Retour sur la Convention Esprit de Service France du 7 octobre 2022, par Olivier Haertig.

Olivier Haertig

Olivier Haertig était parmi nous lors dernière convention du 7 octobre, au Cercle de l’Union Interalliée. Il nous en livre un résumé des interventions et les points saillants qui ont retenu son attention.

1- Échange avec un négociateur du Raid sur l’agressivité
Frédéric X, membre du RAID (anonyme)
Frédéric Bonneton, CEO de MCR Groupe

L’agressivité est devenue un mode de communication. Beaucoup de nos contemporains n’ont reçu aucune formation à contenir ou gérer leur colère d’autant qu’ils ne disposent que d’un vocabulaire souvent appauvri. Ils se trouvent souvent en incapacité de prendre la moindre distance avec leurs émotions.
Paradoxalement, dans les périodes de crises ou d’évènements majeurs vécus collectivement (comme le premier confinement), l’agressivité est comme mise en sommeil, mais elle reste sous-jacente et ne fait que s’accumuler de façon souterraine.
Elle est parfois simulée ou théâtralisée (notamment dans les situations de négociation). Mais le plus souvent, elle explose avec des bordées d’injures dirigées vers l’interlocuteur du moment.
Le négociateur sait que ces insultes ne lui sont pas directement destinées. Il n’y voit qu’un désir de communication et une ouverture possible vers une négociation.
Il doit manifester constamment de l’empathie vis-à-vis de celui qui l’agresse verbalement pour poursuivre le fil de l’échange et descendre l’escalier comportemental.
Il lui faut maintenir un cap précis dans un cadre fixé avec sa hiérarchie, par écrit (pour éviter toute ambiguïté). Ce cadre lui donne des limites et définit ce qui n’est pas négociable.
Le négociateur doit impérativement être en bonne santé physique et mentale. S’il a des idées noires ou ressasse des difficultés personnelles, il perdra pied dans la négociation. Il doit se désister.

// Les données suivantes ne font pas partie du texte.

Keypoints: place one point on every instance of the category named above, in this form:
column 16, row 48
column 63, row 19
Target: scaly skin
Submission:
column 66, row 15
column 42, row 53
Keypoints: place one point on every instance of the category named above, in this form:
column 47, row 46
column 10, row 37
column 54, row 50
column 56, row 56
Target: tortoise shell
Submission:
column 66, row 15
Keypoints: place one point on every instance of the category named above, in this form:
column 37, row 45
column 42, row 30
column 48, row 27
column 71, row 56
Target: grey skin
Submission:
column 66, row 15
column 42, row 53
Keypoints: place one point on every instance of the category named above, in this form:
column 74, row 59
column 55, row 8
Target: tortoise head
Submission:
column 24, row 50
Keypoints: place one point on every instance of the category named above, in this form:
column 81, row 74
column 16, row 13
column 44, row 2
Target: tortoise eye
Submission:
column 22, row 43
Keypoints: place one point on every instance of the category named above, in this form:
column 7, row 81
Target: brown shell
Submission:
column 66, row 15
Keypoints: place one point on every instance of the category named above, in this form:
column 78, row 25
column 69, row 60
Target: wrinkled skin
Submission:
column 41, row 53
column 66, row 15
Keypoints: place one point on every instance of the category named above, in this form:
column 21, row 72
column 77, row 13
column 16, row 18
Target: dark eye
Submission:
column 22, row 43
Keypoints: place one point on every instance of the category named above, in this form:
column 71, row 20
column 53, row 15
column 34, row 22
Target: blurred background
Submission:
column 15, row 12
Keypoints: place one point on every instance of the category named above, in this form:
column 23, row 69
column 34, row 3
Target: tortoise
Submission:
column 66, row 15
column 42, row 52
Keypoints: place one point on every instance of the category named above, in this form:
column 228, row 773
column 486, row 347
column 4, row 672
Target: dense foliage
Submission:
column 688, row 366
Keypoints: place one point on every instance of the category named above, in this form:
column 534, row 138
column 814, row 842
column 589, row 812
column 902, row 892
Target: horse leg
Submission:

2-Les conséquences de la vente omnicanale sur les clients et les commerciaux
Régine Vanhemms, Professeure agrégée des Universités

La vie des commerciaux a radicalement changé à partir de 2010 avec la multiplication des canaux de vente et des points de contact. Le Covid a par ailleurs fait naitre de nouvelles formules, comme les visites à domicile des opticiens d’Optic 2000, la réapparition des camions-vente, l’utilisation de points de vente tiers (par exemple Décathlon hébergé par Auchan).
Avec l’omnicanal, le client peut acheter n’importe quoi à tout moment en sélectionnant un ou plusieurs canaux de son choix.
Est-il plus heureux ? On peut en douter quand on observe la montée de son agressivité et des incivilités auxquelles sont confrontés les commerciaux.
Il supporte mal (de même que le commercial) les dysfonctionnements qu’il constate dans le nouvel environnement. Les informations divergent selon les canaux. Le commercial est polarisé sur sa relation immédiate avec le client et reste aveugle aux autres canaux, y compris le site de sa propre entreprise. Les différents canaux se renvoient la balle pour traiter les réclamations du client (les opérateurs de téléphone mobile sont particulièrement concernés) qui doit inlassablement répéter ses doléances à différents interlocuteurs dont aucun ne se sent responsable de sa relation avec lui. On peut comprendre parfois son exaspération.
Le téléconseiller qui prend in fine la main ignore que le client a derrière lui un long et inutile parcours quand il lui expose sa situation. Il ne comprend pas l’irritation du client alors qu’il se met justement à sa disposition.
Toutes ces émotions négatives et ces frustrations résultent d’une mauvaise maîtrise du multicanal. Le client n’a jamais autant donné de son temps pour échanger des informations et tenter de trouver lui-même des solutions mais il ne s’est jamais non plus senti aussi seul et démuni.
Le temps du commercial parait donc être revenu. On sait que le client ne se souvient que des interventions humaines, fût-ce une plaisanterie approximative de son interlocuteur. Il n’a aucun souvenir (dans le meilleur des cas) de ses échanges avec des robots. Ce n’est pas l’expérience qui fait revenir le client mais le souvenir qu’il en a. Pourquoi alors le courant ne passe-t-il pas entre le client et le commercial enfin joint, même tardivement ?
C’est que les techniques de vente qu’on a apprises aux conseillers et commerciaux n’ont pas évolué depuis des décennies : identification du besoin, présentation des offres, réponse aux objections…
C’est oublier qu’aujourd’hui, le client baigne dans internet. Quand il décide de joindre un commercial, Il a déjà effectué la plus grande partie du chemin. Il a clairement identifié son besoin, consulté les offres du marché et pressenti son fournisseur.
Il demande essentiellement au commercial de se mettre à sa disposition et d’adopter la posture qui lui permettra de prendre sa décision en toute confiance. C’est une posture d’empathie à même de transformer la décision d’achat en émotion positive.
Un constat : Apporter et recevoir une émotion positive ne va plus de soi au moment où l’interposition des écrans brouillent les perceptions (il y a beaucoup de sourires devant les portables, mais ceux à qui ils sont destinés ne les voient pas et ceux qui les voient ne les comprennent pas…). C’est là qu’un excellent commercial fait toute la différence.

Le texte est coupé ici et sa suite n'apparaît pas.